Overall, people find me weird and annoying. Because of this I always felt safer away from the judgmental eyes of others. I spent the bulk of my childhood alone with books, building the fortress of my mind and letting the hallways echo with the voices of the authors that knew me better than my own family. In my mind, in my books, I could be whoever I wanted, and that exploration of my own potential sparked a fire in me that burned hotter with each new story, stoked by every new character. Other people didn’t “get’ me, sure, but how could I ever really be alone when so many characters WERE me?
Once that fire was stoked, I just couldn’t hide it. I wanted to be me.
I tried on several facades, but never managed to find one I liked as much as my own unbridled soul. Unfortunately for me, some kind of filter is necessary to gain acceptance by the general population of the Sioux City Community School District. Which brings me back to the beginning, to the 12 year old girl I once was, staring out a classroom window on a rainy day and thinking, “I’m really weird….and I’m ok with that.”

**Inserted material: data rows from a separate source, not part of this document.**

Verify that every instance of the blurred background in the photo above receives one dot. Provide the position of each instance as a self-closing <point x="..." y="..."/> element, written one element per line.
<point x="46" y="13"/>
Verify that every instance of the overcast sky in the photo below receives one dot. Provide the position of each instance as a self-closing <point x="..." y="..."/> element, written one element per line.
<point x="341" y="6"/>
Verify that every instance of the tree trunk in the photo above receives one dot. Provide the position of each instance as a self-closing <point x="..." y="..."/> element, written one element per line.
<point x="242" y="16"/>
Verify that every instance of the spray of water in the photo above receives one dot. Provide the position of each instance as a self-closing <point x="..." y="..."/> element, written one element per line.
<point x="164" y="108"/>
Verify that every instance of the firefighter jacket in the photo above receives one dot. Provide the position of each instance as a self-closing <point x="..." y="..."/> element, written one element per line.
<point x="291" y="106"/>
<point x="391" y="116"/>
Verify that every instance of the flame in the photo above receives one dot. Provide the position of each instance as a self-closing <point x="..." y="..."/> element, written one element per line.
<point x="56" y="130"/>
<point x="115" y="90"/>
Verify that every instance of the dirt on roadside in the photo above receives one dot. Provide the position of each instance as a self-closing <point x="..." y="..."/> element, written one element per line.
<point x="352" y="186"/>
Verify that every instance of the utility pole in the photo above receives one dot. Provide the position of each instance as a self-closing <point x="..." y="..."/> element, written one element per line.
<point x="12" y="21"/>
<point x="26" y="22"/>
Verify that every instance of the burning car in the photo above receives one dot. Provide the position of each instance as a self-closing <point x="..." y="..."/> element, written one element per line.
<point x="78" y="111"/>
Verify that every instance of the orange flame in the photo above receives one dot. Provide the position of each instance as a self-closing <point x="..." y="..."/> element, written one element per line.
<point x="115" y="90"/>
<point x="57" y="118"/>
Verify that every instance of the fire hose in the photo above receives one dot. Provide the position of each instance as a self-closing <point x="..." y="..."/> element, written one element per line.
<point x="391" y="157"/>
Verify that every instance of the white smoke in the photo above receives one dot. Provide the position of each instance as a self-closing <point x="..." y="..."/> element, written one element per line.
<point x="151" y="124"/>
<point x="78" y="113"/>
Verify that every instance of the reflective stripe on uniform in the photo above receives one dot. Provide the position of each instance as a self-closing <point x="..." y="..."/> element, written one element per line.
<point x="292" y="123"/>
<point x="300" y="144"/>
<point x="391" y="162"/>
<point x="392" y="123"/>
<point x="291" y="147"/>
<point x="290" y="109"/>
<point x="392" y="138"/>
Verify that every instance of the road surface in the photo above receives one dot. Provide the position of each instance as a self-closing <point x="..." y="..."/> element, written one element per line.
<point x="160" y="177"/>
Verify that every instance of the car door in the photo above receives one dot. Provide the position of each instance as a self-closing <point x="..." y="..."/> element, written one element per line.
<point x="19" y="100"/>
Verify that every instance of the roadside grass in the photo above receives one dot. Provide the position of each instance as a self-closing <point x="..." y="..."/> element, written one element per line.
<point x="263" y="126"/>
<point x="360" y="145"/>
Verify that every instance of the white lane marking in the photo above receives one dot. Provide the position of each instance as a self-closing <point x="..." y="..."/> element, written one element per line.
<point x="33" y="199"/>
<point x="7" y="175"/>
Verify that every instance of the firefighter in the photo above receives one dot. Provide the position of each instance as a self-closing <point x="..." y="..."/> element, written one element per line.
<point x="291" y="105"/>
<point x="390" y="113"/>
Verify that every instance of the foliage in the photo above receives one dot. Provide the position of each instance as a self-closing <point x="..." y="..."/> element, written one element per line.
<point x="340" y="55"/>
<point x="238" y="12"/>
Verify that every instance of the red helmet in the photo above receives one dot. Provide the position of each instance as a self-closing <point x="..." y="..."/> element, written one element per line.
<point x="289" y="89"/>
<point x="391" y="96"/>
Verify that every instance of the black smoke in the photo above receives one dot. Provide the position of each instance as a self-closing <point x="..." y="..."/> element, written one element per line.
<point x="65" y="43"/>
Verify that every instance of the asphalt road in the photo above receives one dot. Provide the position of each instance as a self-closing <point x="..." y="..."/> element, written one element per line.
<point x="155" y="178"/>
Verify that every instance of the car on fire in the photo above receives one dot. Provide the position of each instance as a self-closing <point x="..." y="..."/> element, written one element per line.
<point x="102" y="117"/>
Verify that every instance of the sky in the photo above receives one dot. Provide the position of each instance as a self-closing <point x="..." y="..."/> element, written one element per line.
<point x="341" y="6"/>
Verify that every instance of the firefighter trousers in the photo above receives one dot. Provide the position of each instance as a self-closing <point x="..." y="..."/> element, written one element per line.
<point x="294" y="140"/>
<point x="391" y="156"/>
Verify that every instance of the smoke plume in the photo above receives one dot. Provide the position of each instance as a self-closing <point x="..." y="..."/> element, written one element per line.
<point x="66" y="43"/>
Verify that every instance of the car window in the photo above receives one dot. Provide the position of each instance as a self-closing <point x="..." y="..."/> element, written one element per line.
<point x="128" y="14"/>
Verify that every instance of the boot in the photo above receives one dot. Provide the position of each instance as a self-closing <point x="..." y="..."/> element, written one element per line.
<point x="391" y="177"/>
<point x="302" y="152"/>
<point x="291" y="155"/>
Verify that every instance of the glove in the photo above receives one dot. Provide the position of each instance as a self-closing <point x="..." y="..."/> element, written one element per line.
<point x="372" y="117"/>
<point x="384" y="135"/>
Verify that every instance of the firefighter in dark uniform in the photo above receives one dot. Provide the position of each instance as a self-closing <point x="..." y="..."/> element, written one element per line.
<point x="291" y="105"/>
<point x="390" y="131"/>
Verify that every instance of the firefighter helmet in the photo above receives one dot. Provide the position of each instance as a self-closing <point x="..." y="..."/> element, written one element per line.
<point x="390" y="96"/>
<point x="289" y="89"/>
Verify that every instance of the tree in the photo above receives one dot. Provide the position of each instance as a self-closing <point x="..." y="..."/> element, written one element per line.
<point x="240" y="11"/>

I could never force anyone to like me, but learning to be ok with myself was a battle I COULD fight. I could present reasons to like me, debate the validity of those reasons, and ultimately concluded that liking myself was a viable option.

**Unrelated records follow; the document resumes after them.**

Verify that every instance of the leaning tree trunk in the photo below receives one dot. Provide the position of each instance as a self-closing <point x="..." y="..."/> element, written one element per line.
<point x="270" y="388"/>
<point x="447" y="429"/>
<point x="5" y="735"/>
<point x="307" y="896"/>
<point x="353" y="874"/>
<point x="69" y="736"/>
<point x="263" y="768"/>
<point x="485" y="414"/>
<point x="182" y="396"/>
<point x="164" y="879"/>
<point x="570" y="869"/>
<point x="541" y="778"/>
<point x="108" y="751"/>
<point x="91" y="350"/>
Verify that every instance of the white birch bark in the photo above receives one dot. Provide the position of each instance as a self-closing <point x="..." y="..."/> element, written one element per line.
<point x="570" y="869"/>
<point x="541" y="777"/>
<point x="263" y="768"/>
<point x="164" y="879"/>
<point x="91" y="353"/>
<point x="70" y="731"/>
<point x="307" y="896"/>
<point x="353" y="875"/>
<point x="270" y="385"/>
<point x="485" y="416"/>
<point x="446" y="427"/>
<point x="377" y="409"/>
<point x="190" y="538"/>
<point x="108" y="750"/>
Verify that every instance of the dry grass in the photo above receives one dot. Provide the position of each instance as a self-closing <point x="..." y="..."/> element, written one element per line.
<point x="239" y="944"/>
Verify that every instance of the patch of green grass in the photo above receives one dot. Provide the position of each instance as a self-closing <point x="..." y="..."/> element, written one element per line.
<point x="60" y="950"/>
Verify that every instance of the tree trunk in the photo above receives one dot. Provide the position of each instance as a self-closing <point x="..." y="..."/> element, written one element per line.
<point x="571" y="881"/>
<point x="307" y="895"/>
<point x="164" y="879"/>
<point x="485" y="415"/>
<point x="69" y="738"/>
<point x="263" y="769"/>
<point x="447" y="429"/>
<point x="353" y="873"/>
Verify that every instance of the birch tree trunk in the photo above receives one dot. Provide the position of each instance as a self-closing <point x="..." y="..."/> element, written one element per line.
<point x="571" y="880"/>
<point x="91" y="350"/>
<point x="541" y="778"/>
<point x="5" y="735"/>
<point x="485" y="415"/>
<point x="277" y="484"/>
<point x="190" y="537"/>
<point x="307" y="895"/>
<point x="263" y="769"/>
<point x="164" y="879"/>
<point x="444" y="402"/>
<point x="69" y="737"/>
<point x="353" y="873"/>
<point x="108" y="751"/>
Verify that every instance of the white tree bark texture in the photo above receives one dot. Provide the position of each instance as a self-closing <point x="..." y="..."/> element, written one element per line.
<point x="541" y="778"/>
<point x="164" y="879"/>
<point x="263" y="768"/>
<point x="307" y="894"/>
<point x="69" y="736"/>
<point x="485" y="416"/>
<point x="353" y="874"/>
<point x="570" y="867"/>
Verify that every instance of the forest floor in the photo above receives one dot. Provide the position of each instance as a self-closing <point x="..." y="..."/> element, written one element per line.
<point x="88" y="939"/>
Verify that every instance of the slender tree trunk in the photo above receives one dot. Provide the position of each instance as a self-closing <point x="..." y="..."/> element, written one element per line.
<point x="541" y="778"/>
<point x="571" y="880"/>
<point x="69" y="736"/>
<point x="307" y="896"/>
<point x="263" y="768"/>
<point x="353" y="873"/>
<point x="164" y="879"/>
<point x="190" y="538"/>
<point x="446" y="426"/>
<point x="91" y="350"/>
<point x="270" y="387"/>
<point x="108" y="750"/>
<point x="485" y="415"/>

(It was always me vs the world
Until I found it’s me vs me)
However, like Roe V Wade, the case of Me V Me was decided many years ago and yet somehow dissenting factors still like to bring it up as though there’s anything left to debate. I learned to counter that voice of self-doubt by making MYSELF my priority, even when I didn’t really want to. While most adolescent girls were doodling boys’ names in the margins of their notebooks, I was filling little hearts with one word: Me. I ❤ me became my mantra, even going so far as to cover my bedroom walls with it in sidewalk chalk. I may not have always BELIEVED it, but self-love was the only glimmer of hope I had to escape loneliness. My mind fortress may be filled with voices that understand me, but it is large and lit only by my own fire. And have you ever tried to have a conversation with an echo? It’s slightly more satisfying than a brick wall, but still leaves a lot to be desired.
But sadly, loving myself didn’t make me immune to loneliness. Being okay with who I am, warts and all, doesn’t make it less painful when other people stare and sneer at those warts. If anything, loving myself made it hurt that much more when others rejected me. Was there something WRONG with me that others could see, but I couldn’t? I was smart and kind and silly….what was I doing wrong?

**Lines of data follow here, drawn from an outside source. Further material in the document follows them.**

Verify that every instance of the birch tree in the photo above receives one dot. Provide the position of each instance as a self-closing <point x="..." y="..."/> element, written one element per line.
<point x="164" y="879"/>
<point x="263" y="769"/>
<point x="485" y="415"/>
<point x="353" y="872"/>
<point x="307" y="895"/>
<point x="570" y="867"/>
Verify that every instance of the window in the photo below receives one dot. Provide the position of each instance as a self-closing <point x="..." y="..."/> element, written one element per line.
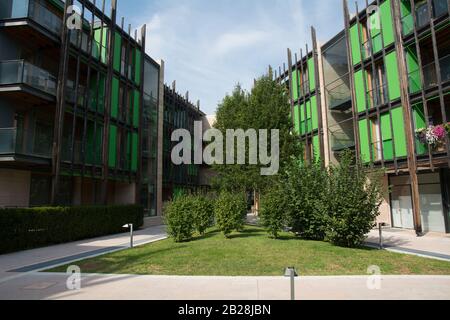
<point x="376" y="86"/>
<point x="376" y="139"/>
<point x="40" y="190"/>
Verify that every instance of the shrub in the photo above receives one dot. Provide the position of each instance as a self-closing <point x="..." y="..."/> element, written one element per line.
<point x="22" y="228"/>
<point x="307" y="204"/>
<point x="203" y="212"/>
<point x="230" y="211"/>
<point x="354" y="200"/>
<point x="179" y="218"/>
<point x="273" y="210"/>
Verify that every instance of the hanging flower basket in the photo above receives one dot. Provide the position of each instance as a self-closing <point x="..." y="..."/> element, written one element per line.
<point x="434" y="136"/>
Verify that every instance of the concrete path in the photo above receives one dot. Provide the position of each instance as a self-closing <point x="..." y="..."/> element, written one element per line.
<point x="44" y="258"/>
<point x="436" y="246"/>
<point x="114" y="287"/>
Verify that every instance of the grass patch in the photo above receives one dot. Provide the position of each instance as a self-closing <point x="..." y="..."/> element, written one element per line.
<point x="252" y="253"/>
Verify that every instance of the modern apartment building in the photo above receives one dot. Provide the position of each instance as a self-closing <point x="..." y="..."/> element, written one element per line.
<point x="82" y="109"/>
<point x="380" y="82"/>
<point x="179" y="113"/>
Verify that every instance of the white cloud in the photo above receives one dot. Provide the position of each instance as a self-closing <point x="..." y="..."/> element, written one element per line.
<point x="237" y="40"/>
<point x="209" y="46"/>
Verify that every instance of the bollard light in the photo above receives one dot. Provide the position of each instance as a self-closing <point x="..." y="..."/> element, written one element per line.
<point x="380" y="230"/>
<point x="130" y="225"/>
<point x="292" y="274"/>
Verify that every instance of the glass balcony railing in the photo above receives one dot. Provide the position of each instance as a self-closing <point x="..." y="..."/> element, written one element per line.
<point x="20" y="142"/>
<point x="338" y="92"/>
<point x="21" y="72"/>
<point x="429" y="75"/>
<point x="430" y="72"/>
<point x="377" y="96"/>
<point x="32" y="9"/>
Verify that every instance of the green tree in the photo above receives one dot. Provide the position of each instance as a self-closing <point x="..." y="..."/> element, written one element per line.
<point x="265" y="107"/>
<point x="354" y="199"/>
<point x="230" y="211"/>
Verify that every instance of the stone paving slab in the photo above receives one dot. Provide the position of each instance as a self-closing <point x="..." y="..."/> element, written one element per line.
<point x="44" y="286"/>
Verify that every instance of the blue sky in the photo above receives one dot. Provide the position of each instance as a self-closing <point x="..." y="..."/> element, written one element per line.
<point x="210" y="45"/>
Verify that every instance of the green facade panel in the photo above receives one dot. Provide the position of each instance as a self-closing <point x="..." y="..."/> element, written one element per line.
<point x="355" y="44"/>
<point x="412" y="63"/>
<point x="386" y="135"/>
<point x="392" y="76"/>
<point x="112" y="152"/>
<point x="137" y="66"/>
<point x="115" y="90"/>
<point x="134" y="152"/>
<point x="316" y="148"/>
<point x="117" y="51"/>
<point x="387" y="23"/>
<point x="364" y="141"/>
<point x="314" y="113"/>
<point x="136" y="109"/>
<point x="297" y="119"/>
<point x="419" y="123"/>
<point x="295" y="85"/>
<point x="360" y="92"/>
<point x="375" y="32"/>
<point x="399" y="132"/>
<point x="311" y="74"/>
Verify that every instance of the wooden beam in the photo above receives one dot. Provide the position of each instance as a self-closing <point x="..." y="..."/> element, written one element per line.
<point x="409" y="129"/>
<point x="60" y="105"/>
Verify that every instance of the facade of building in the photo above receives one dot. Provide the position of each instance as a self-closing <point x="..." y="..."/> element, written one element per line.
<point x="382" y="80"/>
<point x="179" y="113"/>
<point x="81" y="109"/>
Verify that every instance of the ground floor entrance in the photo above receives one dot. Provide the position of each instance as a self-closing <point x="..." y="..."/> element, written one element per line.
<point x="434" y="201"/>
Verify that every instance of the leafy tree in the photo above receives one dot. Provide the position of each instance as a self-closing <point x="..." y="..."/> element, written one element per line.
<point x="273" y="213"/>
<point x="203" y="213"/>
<point x="306" y="187"/>
<point x="179" y="218"/>
<point x="265" y="107"/>
<point x="230" y="211"/>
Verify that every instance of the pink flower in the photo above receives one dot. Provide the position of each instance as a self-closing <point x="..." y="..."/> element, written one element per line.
<point x="439" y="132"/>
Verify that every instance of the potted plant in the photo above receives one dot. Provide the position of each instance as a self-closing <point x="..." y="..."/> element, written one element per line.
<point x="434" y="136"/>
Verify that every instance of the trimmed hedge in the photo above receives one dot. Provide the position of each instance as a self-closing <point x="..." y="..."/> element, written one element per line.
<point x="22" y="229"/>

I never figured it out. If there is some specific set of steps you take to make friends, it never became clear to me. I had one notable friend for each level of primary/middle/high school, but none of those relationships lasted more than superficially into adulthood. And romantic relationships…..well, that’s just gonna be a different post, lol.
In summary, I’m a big, soft weirdo who never made it from wallflower to person of interest. I put people off by nature of simply being myself, so I’ve spent much of my life alone, exploring the darkest hallways of my mind for answers I may never find. But hey, I like me?